La question de la rémunération des auteurs de bande dessinée participant, notamment dans le cadre de festivals à l’entrée payante, à des séances de dédicace constitue une revendication ancienne dans le secteur. Souvent ranimée à la perspective du festival d’Angoulême et très régulièrement débattue, celle-ci vient de faire l’objet d’une annonce faite par la Ministre de la Culture quelques jours avant l’édition 2022 du festival d’Angoulême. Ainsi, le 11 mars 2022, la rue de Valois a annoncé l’adoption par de nombreux acteurs du secteur d’un protocole visant à rémunérer les auteurs, ce qui constitue assurément une avancée salutaire. Les modalités de rémunération des seuls auteurs de bande dessinée par le biais du droit d’auteur soulèvent néanmoins de nombreuses interrogations.

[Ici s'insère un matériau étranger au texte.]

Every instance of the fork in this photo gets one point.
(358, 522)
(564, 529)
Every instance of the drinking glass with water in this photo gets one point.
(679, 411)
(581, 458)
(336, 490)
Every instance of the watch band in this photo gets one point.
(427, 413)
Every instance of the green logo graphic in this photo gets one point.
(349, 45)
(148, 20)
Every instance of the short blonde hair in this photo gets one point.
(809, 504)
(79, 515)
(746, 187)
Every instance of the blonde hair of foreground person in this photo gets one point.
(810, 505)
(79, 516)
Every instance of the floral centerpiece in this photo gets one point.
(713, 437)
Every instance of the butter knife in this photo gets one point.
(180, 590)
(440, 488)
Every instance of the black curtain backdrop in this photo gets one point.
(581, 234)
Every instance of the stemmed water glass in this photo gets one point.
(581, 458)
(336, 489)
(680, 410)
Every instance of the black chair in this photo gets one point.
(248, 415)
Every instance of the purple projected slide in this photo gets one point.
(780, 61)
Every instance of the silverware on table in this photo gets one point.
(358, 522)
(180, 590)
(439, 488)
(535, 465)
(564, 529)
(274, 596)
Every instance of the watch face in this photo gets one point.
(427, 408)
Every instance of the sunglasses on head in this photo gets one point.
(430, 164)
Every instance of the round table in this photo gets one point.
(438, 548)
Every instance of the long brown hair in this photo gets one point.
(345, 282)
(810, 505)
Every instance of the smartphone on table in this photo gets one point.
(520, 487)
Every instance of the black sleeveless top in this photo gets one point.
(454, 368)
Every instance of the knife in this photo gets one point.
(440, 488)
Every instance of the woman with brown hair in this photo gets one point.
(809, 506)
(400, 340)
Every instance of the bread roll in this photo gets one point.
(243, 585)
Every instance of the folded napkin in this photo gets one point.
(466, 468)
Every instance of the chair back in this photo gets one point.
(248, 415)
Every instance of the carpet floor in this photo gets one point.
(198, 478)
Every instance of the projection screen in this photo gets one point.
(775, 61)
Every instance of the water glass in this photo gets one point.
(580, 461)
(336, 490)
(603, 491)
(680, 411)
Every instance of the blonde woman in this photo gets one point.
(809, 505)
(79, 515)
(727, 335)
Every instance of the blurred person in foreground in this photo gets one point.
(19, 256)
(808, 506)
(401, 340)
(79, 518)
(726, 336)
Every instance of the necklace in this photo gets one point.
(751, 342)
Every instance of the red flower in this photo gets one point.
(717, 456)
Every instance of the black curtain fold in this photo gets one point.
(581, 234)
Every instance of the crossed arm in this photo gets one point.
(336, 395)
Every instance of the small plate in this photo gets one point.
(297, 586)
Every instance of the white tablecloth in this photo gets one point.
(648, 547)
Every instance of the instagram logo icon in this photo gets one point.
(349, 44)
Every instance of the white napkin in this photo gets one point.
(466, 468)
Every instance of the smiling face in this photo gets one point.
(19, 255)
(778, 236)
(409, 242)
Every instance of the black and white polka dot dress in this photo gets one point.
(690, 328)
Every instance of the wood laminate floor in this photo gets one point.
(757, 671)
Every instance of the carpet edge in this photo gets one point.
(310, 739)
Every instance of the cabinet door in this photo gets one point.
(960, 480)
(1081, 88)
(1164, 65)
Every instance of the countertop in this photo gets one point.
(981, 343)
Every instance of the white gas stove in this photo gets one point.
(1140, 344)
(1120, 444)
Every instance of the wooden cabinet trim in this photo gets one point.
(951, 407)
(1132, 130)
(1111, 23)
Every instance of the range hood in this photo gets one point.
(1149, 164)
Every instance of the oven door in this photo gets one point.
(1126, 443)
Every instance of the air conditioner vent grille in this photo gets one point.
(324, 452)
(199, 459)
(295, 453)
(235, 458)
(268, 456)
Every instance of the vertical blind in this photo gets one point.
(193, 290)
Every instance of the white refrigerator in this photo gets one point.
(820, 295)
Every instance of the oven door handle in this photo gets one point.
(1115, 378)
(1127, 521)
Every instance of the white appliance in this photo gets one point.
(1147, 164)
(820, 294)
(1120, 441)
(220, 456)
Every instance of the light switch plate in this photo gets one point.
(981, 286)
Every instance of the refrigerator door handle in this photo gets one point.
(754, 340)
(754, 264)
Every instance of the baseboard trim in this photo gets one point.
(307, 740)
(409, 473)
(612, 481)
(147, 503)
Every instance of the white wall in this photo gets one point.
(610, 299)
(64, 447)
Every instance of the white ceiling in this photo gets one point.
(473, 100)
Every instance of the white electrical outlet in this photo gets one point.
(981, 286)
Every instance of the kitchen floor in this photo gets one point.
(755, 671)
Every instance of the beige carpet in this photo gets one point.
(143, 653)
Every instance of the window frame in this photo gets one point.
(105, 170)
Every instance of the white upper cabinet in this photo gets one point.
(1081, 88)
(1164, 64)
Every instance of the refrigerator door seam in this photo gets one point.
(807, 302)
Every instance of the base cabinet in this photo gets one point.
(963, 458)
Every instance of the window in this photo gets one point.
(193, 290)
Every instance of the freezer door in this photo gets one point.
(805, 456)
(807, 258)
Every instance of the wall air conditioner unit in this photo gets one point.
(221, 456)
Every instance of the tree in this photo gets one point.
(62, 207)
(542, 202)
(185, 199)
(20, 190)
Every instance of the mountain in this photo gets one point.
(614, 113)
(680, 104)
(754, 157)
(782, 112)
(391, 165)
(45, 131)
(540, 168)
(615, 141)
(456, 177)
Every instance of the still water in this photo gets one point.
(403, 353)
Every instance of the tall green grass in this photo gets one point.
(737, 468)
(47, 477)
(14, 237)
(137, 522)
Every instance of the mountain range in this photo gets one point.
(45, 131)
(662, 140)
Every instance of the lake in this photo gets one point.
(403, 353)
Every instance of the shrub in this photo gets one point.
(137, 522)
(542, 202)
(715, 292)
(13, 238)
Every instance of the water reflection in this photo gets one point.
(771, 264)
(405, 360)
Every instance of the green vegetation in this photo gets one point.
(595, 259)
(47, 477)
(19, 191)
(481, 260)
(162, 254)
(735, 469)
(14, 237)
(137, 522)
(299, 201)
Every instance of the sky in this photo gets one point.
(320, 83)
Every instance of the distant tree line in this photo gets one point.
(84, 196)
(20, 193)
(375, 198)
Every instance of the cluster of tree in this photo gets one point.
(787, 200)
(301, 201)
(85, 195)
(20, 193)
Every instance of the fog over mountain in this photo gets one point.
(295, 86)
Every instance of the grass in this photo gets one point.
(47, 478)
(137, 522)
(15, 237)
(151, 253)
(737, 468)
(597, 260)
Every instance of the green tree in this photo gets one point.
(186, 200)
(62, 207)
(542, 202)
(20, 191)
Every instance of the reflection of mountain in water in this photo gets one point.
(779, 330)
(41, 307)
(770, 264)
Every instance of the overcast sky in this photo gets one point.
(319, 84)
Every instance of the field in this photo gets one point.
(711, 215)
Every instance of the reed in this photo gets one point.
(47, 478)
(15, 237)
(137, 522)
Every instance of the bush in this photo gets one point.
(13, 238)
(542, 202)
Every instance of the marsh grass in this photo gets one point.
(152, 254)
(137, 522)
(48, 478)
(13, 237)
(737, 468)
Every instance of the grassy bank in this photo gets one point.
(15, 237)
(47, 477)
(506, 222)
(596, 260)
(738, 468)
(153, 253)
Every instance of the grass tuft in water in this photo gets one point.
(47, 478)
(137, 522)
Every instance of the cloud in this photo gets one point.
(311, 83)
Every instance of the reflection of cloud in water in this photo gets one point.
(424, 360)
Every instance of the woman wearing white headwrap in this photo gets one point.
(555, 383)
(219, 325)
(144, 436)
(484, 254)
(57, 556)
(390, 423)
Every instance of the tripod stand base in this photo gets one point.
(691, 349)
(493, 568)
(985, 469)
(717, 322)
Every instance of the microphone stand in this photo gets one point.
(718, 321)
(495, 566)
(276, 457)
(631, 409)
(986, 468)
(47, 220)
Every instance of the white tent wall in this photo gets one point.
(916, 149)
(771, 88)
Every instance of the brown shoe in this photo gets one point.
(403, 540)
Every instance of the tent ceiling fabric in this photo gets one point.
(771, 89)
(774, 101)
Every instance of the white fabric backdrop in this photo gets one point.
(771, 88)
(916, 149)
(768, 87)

La mesure, qui concernera dans un premier temps dix festivals, s’inscrit dans la continuité de plusieurs rapports dont celui de Bruno Racine, et sa recommandation 17, et celui de Pierre Lungheretti. Le communiqué de presse du Ministère de la Culture rappelle ainsi la volonté de la rue de Valois de permettre « l’instauration d’une rémunération des auteurs de bande dessinée pour les actes de création réalisés dans le cadre de leur participation à des salons et festivals », soit en d’autres termes la rémunération des auteurs pour les dédicaces réalisées. Et une telle volonté se justifierait par « les conditions d’exercice de l’activité de dédicace dans le secteur de la bande dessinée, non rémunérée alors même qu’elle donne lieu à la création d’œuvres par lesquelles les albums acquièrent une valeur nouvelle ». Un rééquilibrage dans la chaîne de production de valeur est ainsi visé, puisqu’auparavant seul l’éditeur – invitant l’auteur et vendant ses albums sur le stand – et l’amateur – dont le préjugé veut qu’il n’attende qu’un retour vénal différé de la séance de dédicace – bénéficiaient de la création de l’auteur.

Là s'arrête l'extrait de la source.